This isn’t meant to last,
this is for right now.
— Nine Inch Nails, Last
Spent several hours this morning importing my old old blog posts into Wordpress; the import is now complete. Early on in the life of the blog, I began generating an Atom feed directly from my hand-written XHTML; later on, I changed my markup to use the hAtom microformat, and ditched my custom transform in favour of hAtom2Atom. I used this again to run a conversion over each month’s posts, although I had to edit the oldest into hAtom form since they were using a custom class schema; just a trivial matter of assigning the correct classes. I then had to remove the doctype declaration from each page, because Saxon was failing to fetch the XHTMTL 1.1 DTD for some reason; since the DTD was completely unnecessary for this transform, I decided it would be easier to just ditch it.
Now that I had the ability to generate an Atom feed for each page, the next trick was importing this into Wordpress somehow. Wordpress supports importing an RSS 2.0 feed, so I tracked down another transform to convert the Atom to RSS 2.0: atom2rss-exslt.xsl. After hacking it slightly to run on Saxon 6 (the decode-uri function detection doesn’t work, since it checks for a later version of the Saxon processor), I had what looked like good RSS 2.0 output, which I imported. Unfortunately, this didn’t work out so well; the tags weren’t imported, and Wordpress inserts a <br> tag for each newline; since the output of the transform had a bunch of extraneous newlines, this meant that my posts were now littered with extraneous line breaks. I edited the transform to get rid of the newlines, but still wasn’t very happy with this.

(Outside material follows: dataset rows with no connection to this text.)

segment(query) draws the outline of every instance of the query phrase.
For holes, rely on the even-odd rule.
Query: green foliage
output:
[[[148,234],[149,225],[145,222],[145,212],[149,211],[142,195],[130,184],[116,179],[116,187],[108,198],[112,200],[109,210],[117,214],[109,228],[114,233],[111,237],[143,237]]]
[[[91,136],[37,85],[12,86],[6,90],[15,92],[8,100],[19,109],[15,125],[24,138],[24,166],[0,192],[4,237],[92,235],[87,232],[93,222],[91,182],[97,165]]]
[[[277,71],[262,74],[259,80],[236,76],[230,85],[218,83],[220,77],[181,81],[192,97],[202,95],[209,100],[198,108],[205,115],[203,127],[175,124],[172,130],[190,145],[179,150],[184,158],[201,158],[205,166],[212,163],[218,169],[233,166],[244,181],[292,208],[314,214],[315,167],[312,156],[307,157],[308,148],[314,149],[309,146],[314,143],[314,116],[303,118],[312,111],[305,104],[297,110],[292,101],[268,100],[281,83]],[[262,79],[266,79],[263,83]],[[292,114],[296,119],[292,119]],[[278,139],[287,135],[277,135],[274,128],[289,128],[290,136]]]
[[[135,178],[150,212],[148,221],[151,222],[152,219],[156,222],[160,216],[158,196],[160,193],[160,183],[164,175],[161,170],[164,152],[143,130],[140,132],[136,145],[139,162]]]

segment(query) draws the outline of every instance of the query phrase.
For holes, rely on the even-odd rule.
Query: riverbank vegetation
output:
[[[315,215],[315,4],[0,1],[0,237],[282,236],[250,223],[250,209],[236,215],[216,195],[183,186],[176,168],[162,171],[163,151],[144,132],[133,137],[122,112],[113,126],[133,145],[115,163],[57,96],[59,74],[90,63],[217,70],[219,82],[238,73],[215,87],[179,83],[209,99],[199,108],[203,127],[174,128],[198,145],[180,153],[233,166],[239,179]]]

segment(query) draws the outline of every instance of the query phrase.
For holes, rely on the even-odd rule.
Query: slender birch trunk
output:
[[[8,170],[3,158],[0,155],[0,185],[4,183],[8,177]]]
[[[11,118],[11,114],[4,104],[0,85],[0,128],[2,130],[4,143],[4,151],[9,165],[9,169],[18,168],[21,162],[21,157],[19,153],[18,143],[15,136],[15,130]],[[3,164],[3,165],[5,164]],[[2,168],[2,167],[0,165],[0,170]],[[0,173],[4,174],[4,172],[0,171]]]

So… plan B! Wordpress has an import/export format called Wordpress eXtended RSS; basically, RSS 2.0 plus a whole whack of custom Wordpress extension elements. I spent around an hour hacking the transform to generate WXR output. This was even more painful than it sounds; for example, encoded content is “supported” by stripping any CDATA section start/end markers, and then importing the content as-is. Even if there wasn’t a CDATA section. I guess they only care about reading their own output.
As a final touch, I hacked the transform a little more to insert an invisible anchor tag at the beginning of each post so that even my old permalinks will work. This was fortunately quite easy to do, since my old URL scheme was year/month, which happens to be supported by Wordpress too; I just needed the anchors so that you would get taken to the correct post.